The Golden Girls: Dorothy, Rose, Blanche, and Sophia
We’d be on a plane to Miami in a second for the chance to hang out with these ladies. Never short of a good geriatric joke or story about life (and sex!), having tea with these four in sunny Florida would be the ultimate restoration trip for the soul. At the same time, these roomies had quite the social calendar, and frankly we don’t know if we’d be able to keep up (see: a clip of the ladies getting down at the Dance-a-thon).
Community: The Greendale 7
Blanket forts, paintball wars, and getting to live out classic film and TV tropes like they’re real life. Do we need to say more?
That ’70s Show: Jackie, Donna, Fez, Hyde, and Kelso
Although That ’70s Show was ostensibly a teenage sitcom, it rarely got into high school politics. The show was mostly just about a group of kids who liked to hang out in the basement, their cars, and on the water tower. It’s been our experience that the best friends are the ones you can have the most idiotic conversations with, which is exactly why we’d like to hang out with this group. That and they got to live in the golden era of Star Wars!
Entourage: Ari, Vince, Turtle, E, and Drama
The mention of Entourage nowadays is often followed by a long groan, but we’ll totally admit we’d wouldn’t mind indulging in the Vinny Chase lifestyle.

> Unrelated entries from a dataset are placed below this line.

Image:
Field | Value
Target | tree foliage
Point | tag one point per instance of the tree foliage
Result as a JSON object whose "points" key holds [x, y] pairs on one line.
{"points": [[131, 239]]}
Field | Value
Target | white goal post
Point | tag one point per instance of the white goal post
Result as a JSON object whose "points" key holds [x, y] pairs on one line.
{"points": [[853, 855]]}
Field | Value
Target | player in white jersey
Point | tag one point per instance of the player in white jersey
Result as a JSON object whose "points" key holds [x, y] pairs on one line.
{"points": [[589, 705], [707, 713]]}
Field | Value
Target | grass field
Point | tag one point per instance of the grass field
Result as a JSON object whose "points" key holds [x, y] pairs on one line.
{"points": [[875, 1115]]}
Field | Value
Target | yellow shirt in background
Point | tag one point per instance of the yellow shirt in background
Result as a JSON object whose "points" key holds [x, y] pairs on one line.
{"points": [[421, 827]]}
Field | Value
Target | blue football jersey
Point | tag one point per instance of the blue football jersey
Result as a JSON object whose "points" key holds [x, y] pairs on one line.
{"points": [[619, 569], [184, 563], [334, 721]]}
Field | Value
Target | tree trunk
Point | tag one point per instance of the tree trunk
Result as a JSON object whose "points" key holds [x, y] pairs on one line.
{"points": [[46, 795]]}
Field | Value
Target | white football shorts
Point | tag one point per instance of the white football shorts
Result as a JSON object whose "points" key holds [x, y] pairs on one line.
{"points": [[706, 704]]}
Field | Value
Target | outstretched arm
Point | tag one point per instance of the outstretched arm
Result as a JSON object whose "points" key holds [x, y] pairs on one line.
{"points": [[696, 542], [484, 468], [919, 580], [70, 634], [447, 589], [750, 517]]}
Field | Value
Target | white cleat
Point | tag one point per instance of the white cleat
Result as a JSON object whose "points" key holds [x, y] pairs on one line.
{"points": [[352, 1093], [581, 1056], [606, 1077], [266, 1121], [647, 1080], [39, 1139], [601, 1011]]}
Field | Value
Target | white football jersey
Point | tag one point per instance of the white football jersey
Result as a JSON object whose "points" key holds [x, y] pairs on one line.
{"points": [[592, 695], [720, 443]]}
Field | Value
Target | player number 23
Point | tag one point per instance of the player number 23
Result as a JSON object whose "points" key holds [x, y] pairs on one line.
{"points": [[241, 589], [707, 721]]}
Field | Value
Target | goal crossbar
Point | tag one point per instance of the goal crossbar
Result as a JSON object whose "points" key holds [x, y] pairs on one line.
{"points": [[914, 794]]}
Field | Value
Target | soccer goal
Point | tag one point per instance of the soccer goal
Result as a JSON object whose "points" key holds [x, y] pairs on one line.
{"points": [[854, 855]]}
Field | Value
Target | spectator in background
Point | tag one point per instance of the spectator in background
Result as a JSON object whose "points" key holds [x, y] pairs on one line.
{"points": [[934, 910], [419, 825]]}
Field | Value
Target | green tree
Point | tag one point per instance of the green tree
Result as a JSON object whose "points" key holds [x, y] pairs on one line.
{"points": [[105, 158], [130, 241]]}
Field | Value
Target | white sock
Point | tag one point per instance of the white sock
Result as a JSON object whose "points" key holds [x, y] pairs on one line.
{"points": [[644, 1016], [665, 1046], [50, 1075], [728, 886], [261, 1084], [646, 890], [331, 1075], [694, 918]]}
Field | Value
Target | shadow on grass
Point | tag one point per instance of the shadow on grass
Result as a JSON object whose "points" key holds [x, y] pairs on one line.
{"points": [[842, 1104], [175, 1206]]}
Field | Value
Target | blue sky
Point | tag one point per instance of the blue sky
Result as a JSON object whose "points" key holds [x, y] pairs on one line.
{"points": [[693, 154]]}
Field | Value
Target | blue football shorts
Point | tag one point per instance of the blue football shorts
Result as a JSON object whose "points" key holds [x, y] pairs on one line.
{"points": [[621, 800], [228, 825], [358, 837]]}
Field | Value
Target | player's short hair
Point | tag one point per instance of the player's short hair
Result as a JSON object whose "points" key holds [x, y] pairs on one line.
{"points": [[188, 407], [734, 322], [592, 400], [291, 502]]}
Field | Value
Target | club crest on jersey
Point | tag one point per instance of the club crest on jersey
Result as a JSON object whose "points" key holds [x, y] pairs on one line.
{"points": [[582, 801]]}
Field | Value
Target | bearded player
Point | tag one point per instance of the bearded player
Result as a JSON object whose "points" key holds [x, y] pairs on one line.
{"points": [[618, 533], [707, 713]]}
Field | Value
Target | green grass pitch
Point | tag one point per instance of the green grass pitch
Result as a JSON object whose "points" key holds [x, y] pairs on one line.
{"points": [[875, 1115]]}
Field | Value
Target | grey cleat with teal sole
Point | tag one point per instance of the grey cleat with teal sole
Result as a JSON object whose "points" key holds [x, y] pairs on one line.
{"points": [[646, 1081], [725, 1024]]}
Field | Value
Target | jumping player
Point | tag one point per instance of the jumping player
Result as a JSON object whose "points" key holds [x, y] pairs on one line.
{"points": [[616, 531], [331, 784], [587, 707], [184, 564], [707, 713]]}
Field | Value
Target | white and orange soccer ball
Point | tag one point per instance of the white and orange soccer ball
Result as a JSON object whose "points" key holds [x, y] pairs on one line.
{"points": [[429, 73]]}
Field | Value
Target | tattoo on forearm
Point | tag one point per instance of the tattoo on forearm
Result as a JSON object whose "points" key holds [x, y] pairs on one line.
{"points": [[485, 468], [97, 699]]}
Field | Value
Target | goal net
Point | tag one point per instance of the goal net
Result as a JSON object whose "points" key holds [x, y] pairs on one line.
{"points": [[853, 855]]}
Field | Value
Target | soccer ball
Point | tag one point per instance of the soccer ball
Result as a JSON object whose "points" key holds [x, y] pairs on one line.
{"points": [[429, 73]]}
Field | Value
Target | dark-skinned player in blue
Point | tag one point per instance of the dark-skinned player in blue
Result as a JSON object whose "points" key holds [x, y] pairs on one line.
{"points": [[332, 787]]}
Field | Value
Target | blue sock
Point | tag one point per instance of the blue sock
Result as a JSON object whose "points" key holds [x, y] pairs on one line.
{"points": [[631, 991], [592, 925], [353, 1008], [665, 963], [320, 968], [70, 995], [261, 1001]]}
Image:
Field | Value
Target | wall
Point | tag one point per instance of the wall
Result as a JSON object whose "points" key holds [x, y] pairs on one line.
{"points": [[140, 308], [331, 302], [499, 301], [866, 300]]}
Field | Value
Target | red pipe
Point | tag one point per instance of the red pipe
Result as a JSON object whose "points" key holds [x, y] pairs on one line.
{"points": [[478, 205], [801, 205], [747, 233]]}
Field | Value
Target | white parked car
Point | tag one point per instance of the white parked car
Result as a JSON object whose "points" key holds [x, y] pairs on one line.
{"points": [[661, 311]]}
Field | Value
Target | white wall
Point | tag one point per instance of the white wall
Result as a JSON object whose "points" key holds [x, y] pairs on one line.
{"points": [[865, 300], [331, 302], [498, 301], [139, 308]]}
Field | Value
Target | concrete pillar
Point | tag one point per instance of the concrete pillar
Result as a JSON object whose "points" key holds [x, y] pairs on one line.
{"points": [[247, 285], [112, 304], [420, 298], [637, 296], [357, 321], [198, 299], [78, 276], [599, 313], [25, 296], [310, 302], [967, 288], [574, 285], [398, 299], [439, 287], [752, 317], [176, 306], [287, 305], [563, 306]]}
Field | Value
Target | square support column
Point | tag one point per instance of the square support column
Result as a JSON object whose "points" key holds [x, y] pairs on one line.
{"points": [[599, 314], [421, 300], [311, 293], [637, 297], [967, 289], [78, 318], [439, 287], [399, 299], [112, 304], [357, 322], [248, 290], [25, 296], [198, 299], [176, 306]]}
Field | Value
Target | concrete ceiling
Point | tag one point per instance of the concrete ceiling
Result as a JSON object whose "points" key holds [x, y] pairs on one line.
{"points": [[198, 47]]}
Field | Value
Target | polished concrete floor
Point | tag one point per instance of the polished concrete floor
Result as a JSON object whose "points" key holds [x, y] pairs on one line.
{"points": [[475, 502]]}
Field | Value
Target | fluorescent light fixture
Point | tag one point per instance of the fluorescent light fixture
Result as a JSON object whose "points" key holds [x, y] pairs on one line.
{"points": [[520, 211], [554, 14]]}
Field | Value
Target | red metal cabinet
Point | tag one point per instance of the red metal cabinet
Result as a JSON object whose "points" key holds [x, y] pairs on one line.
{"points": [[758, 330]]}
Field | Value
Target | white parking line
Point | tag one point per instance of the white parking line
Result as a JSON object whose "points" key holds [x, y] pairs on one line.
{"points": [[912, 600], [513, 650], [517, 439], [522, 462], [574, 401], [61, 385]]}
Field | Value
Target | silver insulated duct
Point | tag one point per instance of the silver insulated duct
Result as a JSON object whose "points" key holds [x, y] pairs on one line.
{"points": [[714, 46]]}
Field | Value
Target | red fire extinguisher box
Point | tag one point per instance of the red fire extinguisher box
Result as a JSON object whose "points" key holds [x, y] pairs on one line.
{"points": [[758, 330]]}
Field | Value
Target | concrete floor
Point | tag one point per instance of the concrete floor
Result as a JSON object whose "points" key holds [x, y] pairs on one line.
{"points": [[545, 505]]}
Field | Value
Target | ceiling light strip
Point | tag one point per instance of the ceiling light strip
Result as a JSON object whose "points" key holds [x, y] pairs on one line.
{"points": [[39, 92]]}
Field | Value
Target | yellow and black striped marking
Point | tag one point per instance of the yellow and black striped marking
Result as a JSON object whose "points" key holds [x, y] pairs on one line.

Private jets, movie sets, free dinners, and grown-up toys, not to mention unlimited access to Drama — who wouldn’t want to dally in that for a few weeks? While there are parts of this show we hated (namely, the grating carousel of personality-less women), we watched all 8 seasons (and will probably see the movie), for the sheer thrill of their lifestyle, some great celebrity cameos, and the friendships, which felt real and oftentimes pretty sweet.